The release of The Beatles’ Now And Then, the band’s first number one in 54 years as of last night, powered by the future shock of AI, has seen me spiralling into the past. To 1996, in fact, when I was a fresh-faced eighteen, the time when you think you’re as old as the hills, worrying moment by moment about your youth slipping away. Days felt long then. Weeks felt longer. The summer holidays stretched into the distance, nuclear-bright, full of time that had to be filled with important, life-changing things.
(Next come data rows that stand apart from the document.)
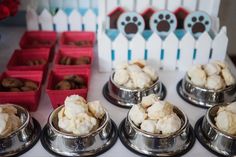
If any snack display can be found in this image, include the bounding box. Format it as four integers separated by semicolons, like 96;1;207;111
129;95;181;135
0;104;21;138
215;102;236;136
55;75;86;90
58;95;105;136
60;56;90;65
0;77;38;92
188;61;235;90
114;60;158;89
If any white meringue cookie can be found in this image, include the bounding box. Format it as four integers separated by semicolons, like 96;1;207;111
205;75;224;90
215;111;236;135
129;105;147;126
143;66;158;81
147;101;173;120
141;94;158;108
88;101;105;119
188;65;206;87
203;63;221;76
65;95;88;119
156;113;181;135
140;120;156;133
221;68;235;86
114;69;129;85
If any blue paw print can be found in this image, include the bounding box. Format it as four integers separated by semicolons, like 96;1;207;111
117;12;145;38
184;11;212;38
150;10;177;37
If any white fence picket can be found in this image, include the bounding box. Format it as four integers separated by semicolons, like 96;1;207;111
161;33;179;70
198;0;220;16
38;9;53;31
178;33;195;71
152;0;167;10
82;9;97;32
120;0;135;11
146;33;162;68
106;0;118;15
98;33;112;72
68;10;82;31
26;7;39;31
53;10;68;32
167;0;181;11
136;0;150;13
129;33;145;60
183;0;197;11
112;33;129;67
63;0;78;9
211;27;229;61
194;32;212;64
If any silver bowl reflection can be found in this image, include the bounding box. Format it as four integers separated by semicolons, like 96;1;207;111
119;107;195;156
0;105;41;156
103;72;166;108
41;106;117;156
199;105;236;156
178;75;236;108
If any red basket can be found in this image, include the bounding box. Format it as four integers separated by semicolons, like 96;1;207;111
60;31;95;48
46;68;90;108
0;71;42;111
20;31;57;61
7;48;50;81
54;48;94;69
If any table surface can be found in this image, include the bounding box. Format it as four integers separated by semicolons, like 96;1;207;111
0;27;236;157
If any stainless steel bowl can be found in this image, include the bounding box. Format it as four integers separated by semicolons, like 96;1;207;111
177;75;236;108
103;72;166;108
41;106;118;156
0;105;41;156
119;107;195;156
195;105;236;156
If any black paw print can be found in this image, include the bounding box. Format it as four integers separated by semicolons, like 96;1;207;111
184;11;211;37
150;10;177;36
118;12;145;37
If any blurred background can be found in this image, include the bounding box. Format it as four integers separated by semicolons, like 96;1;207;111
0;0;236;59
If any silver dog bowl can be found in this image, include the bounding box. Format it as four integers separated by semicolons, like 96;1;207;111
0;105;41;157
119;107;195;156
194;105;236;156
41;106;118;156
103;72;167;108
177;75;236;108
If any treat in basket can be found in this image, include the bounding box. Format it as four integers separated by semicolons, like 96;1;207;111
129;95;181;135
58;95;105;136
0;77;38;92
0;105;21;138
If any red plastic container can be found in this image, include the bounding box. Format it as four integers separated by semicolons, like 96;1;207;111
60;31;95;48
54;48;94;69
46;68;90;108
0;71;42;111
7;48;50;81
20;31;57;61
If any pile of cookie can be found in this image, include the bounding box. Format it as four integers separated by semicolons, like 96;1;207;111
0;77;38;92
55;75;86;90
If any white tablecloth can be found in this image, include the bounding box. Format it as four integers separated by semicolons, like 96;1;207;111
0;27;236;157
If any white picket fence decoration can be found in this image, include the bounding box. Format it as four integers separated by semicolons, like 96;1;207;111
98;27;228;72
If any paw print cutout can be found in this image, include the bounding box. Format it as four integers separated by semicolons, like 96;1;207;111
117;12;145;38
150;10;177;37
184;11;212;38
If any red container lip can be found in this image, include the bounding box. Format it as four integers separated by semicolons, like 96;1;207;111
60;31;96;48
7;48;50;71
46;68;90;108
0;71;43;111
54;48;94;68
20;31;57;49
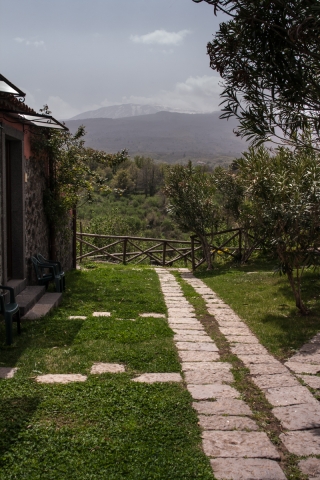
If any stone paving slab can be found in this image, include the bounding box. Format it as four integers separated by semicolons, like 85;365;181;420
230;343;268;355
290;353;320;365
272;403;320;430
299;342;320;354
170;322;205;333
208;303;233;316
178;350;220;362
179;360;232;373
264;385;317;407
132;373;182;383
184;370;234;385
176;341;218;352
35;373;87;384
210;458;286;480
285;360;320;374
192;398;252;415
90;363;126;374
280;428;320;457
199;415;259;431
171;324;206;341
298;458;320;479
216;318;247;328
202;431;280;460
220;325;252;336
251;372;300;390
173;333;214;343
187;383;240;400
0;367;18;379
250;362;289;375
168;316;202;325
168;306;195;317
238;353;279;365
226;335;259;344
299;375;320;389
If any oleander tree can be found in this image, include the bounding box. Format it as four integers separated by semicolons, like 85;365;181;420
237;146;320;315
193;0;320;149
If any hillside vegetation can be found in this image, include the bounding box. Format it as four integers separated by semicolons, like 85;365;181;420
78;156;189;239
66;112;247;166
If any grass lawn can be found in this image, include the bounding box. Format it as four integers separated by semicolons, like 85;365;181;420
196;260;320;360
0;265;214;480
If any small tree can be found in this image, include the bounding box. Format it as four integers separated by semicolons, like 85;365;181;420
164;162;219;270
193;0;320;148
237;147;320;315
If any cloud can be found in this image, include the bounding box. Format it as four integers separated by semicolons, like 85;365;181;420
46;96;83;120
122;75;222;113
14;37;46;48
130;30;191;46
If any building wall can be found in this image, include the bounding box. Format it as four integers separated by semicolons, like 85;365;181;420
0;115;72;285
0;128;4;285
25;153;49;285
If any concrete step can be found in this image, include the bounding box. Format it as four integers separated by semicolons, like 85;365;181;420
16;286;46;317
21;292;62;320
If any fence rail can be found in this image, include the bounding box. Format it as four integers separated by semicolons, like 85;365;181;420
76;228;254;270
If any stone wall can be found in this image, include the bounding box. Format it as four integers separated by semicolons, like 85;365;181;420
25;157;72;285
25;157;49;285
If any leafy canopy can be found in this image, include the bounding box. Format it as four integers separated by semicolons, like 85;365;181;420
237;147;320;314
193;0;320;147
32;119;127;231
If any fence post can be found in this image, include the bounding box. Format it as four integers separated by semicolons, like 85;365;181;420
80;220;83;263
122;238;128;265
239;228;242;262
190;236;196;272
162;242;167;267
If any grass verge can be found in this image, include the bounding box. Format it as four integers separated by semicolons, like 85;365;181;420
175;273;307;480
196;260;320;360
0;266;214;480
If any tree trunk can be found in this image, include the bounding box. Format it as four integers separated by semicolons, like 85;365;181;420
287;268;309;315
199;235;213;270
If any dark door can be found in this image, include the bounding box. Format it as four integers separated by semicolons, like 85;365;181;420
6;140;12;280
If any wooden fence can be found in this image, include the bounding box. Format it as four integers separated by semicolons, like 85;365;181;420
76;228;253;270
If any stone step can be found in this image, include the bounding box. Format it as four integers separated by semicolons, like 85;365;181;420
7;278;27;296
22;292;62;320
16;286;46;317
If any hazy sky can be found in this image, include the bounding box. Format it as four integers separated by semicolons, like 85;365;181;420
0;0;226;119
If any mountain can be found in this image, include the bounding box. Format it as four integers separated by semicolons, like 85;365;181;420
66;111;247;165
69;103;194;120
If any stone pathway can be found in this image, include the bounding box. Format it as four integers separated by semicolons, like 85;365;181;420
156;268;320;480
156;268;286;480
0;267;320;480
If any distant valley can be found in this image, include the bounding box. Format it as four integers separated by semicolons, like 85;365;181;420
65;105;247;165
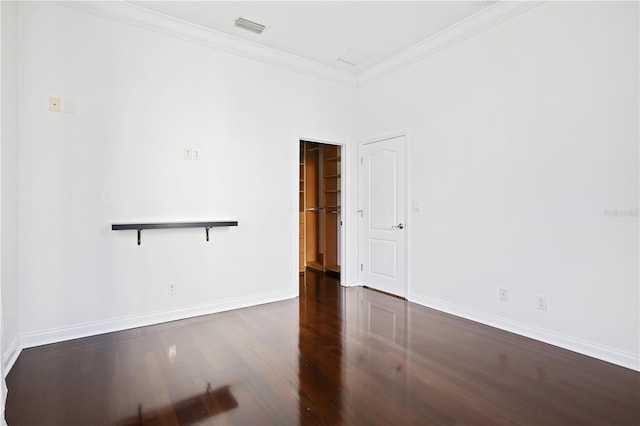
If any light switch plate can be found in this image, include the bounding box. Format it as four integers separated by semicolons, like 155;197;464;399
49;97;61;112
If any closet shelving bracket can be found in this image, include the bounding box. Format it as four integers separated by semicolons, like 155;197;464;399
111;220;238;245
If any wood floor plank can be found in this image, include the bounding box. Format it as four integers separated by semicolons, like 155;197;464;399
6;271;640;426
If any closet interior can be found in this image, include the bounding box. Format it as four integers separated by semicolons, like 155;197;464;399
299;141;342;273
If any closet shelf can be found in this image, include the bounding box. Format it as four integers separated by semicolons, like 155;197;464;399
111;220;238;245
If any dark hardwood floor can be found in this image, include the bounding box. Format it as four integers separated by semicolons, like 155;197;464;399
6;272;640;426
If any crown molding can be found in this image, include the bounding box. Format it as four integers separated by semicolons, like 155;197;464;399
56;1;357;87
358;0;547;87
56;0;547;87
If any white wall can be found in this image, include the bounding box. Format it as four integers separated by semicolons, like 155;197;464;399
0;2;18;380
356;2;640;369
19;3;355;345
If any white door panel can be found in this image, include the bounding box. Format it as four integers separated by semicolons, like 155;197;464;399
359;136;406;297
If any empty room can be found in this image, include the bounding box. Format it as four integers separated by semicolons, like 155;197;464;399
0;0;640;426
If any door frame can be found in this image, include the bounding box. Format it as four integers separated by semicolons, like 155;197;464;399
292;136;350;295
356;130;411;300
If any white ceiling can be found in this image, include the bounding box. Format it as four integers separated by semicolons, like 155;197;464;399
130;0;493;73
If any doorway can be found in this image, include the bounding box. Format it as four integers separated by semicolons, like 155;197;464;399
358;136;407;298
298;140;342;274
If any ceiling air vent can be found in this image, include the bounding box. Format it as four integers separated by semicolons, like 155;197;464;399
236;18;267;34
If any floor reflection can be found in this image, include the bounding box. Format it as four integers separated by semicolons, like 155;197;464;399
116;383;238;426
298;269;344;425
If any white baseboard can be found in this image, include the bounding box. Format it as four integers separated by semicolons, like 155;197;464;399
2;336;22;377
18;289;298;352
409;293;640;371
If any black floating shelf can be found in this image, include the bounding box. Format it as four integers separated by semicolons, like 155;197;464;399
111;220;238;245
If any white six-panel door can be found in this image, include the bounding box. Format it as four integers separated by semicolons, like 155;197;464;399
359;136;406;297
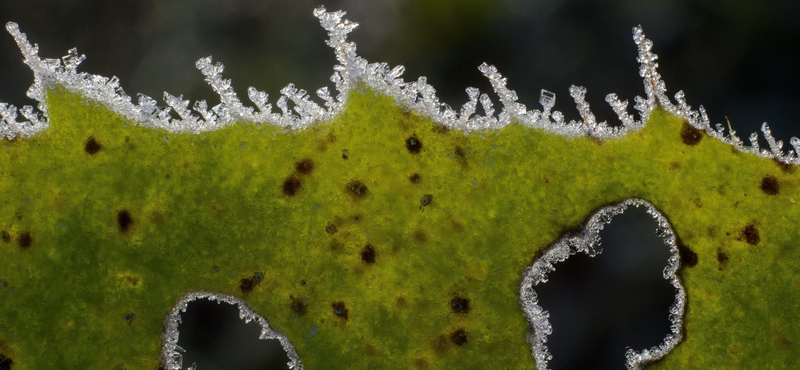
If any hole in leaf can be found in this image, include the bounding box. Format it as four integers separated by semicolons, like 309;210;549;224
178;299;289;370
535;207;675;369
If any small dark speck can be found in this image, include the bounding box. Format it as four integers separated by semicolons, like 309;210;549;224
450;295;469;313
419;194;433;209
283;175;300;197
331;301;350;320
347;181;369;198
361;244;375;264
17;231;33;249
117;209;133;233
295;158;314;175
406;135;422;154
450;329;467;346
83;136;103;155
739;224;761;245
681;122;703;146
325;222;339;235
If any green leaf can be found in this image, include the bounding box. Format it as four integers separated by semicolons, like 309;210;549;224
0;7;800;370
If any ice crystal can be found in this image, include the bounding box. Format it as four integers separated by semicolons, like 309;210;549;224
0;7;800;369
161;292;303;370
519;199;686;370
0;7;800;164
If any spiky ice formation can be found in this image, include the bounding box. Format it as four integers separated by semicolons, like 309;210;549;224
0;7;800;164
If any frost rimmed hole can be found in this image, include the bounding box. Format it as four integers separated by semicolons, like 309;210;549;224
161;292;303;370
519;199;686;370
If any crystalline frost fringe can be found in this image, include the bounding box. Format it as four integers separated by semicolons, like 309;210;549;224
0;7;800;164
0;7;800;370
161;292;303;370
519;199;686;370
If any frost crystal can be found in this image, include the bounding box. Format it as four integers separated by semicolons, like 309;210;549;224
0;7;800;369
0;7;800;164
519;199;686;370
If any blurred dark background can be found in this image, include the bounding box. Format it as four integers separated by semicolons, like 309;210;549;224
0;0;800;370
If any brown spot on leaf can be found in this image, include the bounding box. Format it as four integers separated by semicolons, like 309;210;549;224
283;175;300;197
681;121;703;146
419;194;433;209
450;295;470;313
450;329;467;346
347;180;369;198
117;209;133;233
295;158;314;175
738;223;761;245
406;135;422;154
761;176;781;195
772;158;795;173
289;295;308;316
331;301;350;320
361;244;375;264
677;241;697;267
17;231;33;249
83;136;103;155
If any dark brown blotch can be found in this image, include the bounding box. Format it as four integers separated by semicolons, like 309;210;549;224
117;209;133;233
677;242;697;267
347;180;369;198
419;194;433;208
739;223;761;245
289;295;308;316
283;175;301;197
239;272;264;293
681;122;703;146
0;354;14;370
761;176;781;195
406;135;422;154
717;248;730;271
772;158;795;173
450;329;467;346
331;301;350;320
294;158;314;175
83;136;103;155
17;231;33;249
361;244;375;264
325;222;339;235
450;295;470;313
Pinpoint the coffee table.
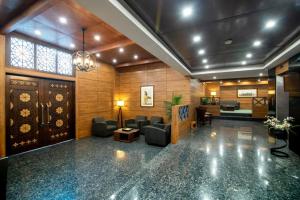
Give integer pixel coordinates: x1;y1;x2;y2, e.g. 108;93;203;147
114;128;140;143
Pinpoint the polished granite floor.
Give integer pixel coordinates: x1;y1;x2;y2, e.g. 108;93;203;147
7;120;300;200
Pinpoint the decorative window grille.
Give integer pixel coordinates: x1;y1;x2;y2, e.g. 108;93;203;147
10;37;34;69
9;36;74;76
36;45;56;73
57;51;73;75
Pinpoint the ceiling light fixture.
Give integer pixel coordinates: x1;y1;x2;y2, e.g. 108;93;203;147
193;35;201;43
198;49;205;55
253;40;261;47
58;17;68;24
94;35;101;41
72;28;96;72
34;30;42;36
119;47;124;53
265;20;276;29
246;53;252;58
181;6;193;18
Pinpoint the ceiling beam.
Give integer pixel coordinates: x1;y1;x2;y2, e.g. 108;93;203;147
0;0;60;34
88;39;134;53
116;58;161;68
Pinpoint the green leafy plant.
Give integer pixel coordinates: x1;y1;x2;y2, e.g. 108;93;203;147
165;95;182;119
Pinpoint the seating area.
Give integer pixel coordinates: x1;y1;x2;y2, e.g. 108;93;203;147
0;0;300;200
91;115;171;147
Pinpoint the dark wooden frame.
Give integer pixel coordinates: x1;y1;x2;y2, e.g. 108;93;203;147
236;88;258;98
140;85;154;108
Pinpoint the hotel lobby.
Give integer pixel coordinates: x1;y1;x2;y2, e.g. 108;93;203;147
0;0;300;200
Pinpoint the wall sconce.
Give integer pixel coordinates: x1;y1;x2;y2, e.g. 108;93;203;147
210;91;217;105
117;100;125;128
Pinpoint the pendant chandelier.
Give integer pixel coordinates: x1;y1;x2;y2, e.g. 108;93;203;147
72;28;96;72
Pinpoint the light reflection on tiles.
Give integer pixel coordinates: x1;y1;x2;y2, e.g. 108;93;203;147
7;120;300;200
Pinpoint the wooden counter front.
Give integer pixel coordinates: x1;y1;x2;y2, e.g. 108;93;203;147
201;105;220;116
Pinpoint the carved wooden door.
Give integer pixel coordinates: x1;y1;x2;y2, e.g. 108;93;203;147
6;75;74;155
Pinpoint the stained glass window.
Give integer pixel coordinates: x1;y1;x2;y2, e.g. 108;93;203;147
10;37;34;69
57;51;73;75
36;45;56;72
10;37;73;76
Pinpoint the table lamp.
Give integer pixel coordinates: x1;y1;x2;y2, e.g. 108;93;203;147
210;91;217;105
117;100;125;128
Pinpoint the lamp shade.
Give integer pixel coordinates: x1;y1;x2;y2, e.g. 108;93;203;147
210;92;217;96
117;100;124;107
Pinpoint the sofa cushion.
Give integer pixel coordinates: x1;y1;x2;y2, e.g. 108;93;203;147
126;123;138;128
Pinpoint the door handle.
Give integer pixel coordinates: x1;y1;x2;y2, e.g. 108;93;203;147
41;103;45;126
46;101;51;124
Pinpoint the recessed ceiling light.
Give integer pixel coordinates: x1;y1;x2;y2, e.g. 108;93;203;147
58;17;68;24
224;39;232;45
246;53;252;58
119;47;124;53
193;35;201;43
253;40;261;47
181;6;193;18
94;35;101;41
198;49;205;55
265;20;276;29
34;30;42;35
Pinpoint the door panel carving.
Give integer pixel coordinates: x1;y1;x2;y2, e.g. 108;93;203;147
6;75;75;154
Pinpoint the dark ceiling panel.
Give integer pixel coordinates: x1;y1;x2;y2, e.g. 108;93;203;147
5;0;153;64
125;0;300;71
100;44;153;64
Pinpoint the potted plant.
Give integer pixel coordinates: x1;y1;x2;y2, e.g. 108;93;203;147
264;116;294;139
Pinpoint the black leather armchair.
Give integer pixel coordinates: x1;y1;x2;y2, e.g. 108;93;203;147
125;115;148;130
92;117;118;137
141;116;164;134
144;123;171;147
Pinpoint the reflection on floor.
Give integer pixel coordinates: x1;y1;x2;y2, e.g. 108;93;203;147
7;120;300;200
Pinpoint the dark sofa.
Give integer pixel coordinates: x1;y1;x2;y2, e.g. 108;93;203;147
220;100;240;110
92;117;118;137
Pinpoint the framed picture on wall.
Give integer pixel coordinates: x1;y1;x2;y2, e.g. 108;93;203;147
238;89;257;98
141;85;154;107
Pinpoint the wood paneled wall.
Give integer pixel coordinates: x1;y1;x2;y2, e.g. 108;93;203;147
0;35;5;157
76;63;116;139
220;85;268;109
115;63;191;121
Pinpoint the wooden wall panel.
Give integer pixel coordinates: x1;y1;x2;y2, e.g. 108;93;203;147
76;63;116;139
114;63;191;121
0;35;5;157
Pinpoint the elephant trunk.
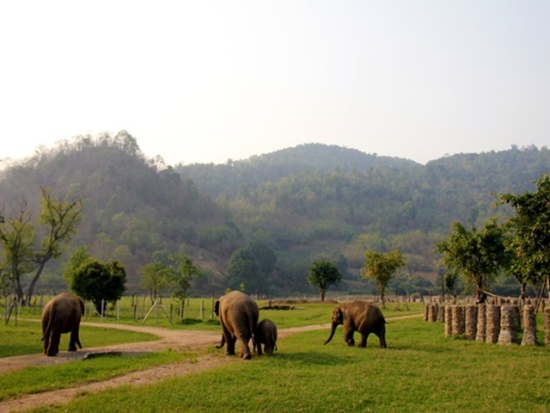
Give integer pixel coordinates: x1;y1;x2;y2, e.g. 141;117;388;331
324;323;338;344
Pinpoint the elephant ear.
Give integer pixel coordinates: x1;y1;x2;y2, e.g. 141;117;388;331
332;307;344;324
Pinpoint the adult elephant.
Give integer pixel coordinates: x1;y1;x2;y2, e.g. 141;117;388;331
42;292;84;357
214;291;260;360
254;318;277;356
325;301;386;348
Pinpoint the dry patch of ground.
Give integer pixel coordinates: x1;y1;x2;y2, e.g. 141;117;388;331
0;315;419;412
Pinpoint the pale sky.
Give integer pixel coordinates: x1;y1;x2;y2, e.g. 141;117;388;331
0;0;550;165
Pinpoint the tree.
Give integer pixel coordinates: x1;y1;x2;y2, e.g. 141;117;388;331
500;174;550;302
307;260;342;301
0;188;82;303
436;218;507;303
67;258;126;314
361;250;405;307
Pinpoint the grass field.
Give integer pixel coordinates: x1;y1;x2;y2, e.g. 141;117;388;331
0;304;550;412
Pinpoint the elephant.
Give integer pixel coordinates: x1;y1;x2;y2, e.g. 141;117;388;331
254;318;277;356
325;301;387;348
42;292;84;357
214;291;260;360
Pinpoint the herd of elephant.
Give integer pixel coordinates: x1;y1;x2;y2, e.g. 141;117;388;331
42;291;386;360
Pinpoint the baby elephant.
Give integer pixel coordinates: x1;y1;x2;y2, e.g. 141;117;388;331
254;318;277;356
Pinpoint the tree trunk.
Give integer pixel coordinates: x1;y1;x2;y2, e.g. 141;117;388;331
519;282;527;308
26;258;49;305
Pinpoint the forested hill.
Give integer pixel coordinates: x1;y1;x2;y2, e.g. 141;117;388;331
175;143;418;196
0;135;550;295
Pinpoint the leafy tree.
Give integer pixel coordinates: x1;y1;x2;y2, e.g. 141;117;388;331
500;174;550;302
361;250;405;306
0;188;82;303
67;258;126;314
436;218;507;303
307;260;342;301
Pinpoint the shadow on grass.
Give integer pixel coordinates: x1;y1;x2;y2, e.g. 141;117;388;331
273;352;354;366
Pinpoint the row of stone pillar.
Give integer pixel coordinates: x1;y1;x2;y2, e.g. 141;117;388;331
424;303;550;346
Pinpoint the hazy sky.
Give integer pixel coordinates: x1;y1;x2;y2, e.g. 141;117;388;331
0;0;550;164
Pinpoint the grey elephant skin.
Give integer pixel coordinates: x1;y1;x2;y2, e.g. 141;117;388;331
214;291;260;360
325;301;387;348
42;293;84;357
254;318;277;356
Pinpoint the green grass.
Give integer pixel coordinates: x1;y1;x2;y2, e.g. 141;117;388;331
0;351;192;400
5;303;550;412
27;318;550;412
0;320;158;358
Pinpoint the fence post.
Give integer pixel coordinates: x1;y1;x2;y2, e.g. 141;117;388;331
476;304;487;342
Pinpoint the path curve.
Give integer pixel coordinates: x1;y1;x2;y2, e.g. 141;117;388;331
0;314;421;412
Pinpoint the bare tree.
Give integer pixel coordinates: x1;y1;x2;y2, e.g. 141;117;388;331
0;188;83;304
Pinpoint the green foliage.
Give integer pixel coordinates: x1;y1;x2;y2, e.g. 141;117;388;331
24;312;550;413
0;137;550;295
307;260;342;301
500;174;550;295
436;218;508;303
0;187;82;303
226;248;263;294
139;261;170;301
168;253;201;300
361;250;405;305
68;259;126;314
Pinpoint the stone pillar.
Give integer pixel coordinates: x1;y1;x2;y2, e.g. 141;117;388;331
452;305;466;336
476;304;487;342
485;304;500;343
445;305;454;337
498;304;517;344
424;303;431;321
437;305;447;323
430;303;439;323
521;305;537;346
464;305;477;340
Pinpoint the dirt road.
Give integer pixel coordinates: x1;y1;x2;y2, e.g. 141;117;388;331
0;315;420;412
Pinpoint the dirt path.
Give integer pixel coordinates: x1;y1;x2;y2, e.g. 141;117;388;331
0;314;420;412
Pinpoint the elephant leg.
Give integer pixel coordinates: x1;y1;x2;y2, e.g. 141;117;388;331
239;337;252;360
69;329;78;351
378;334;388;348
47;331;61;357
359;333;369;347
44;334;50;354
254;341;262;356
344;329;355;347
225;336;237;356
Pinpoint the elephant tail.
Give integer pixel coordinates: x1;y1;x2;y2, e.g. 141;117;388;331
248;314;258;345
40;305;55;341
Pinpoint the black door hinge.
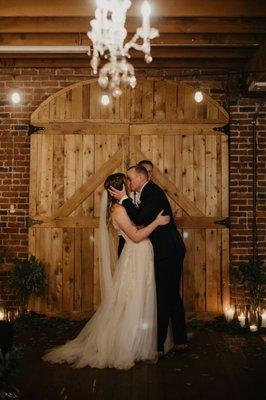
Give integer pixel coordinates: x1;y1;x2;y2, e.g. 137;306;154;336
28;124;45;136
214;217;231;228
213;124;230;135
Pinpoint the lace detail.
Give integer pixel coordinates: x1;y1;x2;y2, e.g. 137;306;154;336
43;232;157;369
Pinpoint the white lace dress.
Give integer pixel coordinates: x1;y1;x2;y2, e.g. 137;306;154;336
42;230;157;369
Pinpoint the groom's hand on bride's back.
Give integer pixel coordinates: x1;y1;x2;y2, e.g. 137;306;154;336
108;185;127;200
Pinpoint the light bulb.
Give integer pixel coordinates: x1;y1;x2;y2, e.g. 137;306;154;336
101;94;110;106
141;1;151;17
11;92;21;104
112;88;122;98
194;90;203;103
98;76;108;88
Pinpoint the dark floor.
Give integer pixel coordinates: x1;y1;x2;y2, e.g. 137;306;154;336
0;317;266;400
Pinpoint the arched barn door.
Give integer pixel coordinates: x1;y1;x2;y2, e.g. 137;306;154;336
29;79;229;318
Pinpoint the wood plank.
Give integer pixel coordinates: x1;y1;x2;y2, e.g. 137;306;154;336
32;119;128;135
0;14;266;34
193;135;206;214
29;135;39;217
3;53;247;70
0;32;265;46
37;135;53;215
62;228;75;314
194;229;206;311
206;229;221;311
139;153;203;217
130;120;228;135
81;228;94;316
73;228;82;311
28;215;228;230
220;135;230;310
52;150;122;218
153;80;166;120
0;0;266;17
182;229;195;311
64;135;76;206
49;228;63;313
175;135;183;217
141;79;154;120
51;135;65;214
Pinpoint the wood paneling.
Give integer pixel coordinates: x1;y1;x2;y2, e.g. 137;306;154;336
29;79;229;317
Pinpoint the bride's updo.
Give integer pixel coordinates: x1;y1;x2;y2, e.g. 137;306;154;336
104;172;126;224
Now, years disappear in seconds – apples bud, blossom, ripen, fall, become food for the worms in the blink of a rheumy eye.
In the present, some music writers weren’t particularly excited to hear a new song by The Beatles last week. One of those writers was me. Even writing this sentence sounds cynical, shruggy, the words of someone who thinks it’s cool to hate a band that so many people find as familiar and comforting as their dearest friends. I’d like to say this, very loudly, right now: that that person isn’t me. I wrote a letter to Paul McCartney on his 80th birthday, for fuck’s sake. I wrote a book about how music shapes our lives, relationships, friendships, in which Paul features in the preface, then chapters two, four, nine, ten and eleven. I am also a sap who cries at records at least three times a week (the last time hearing Johnny Cash singing Will Oldham’s I See A Darkness on an old episode of Desert Island Discs last week). Even thinking of the second side of Abbey Road makes my limbs feel like jelly. Suffice to say, I quite like The Beatles.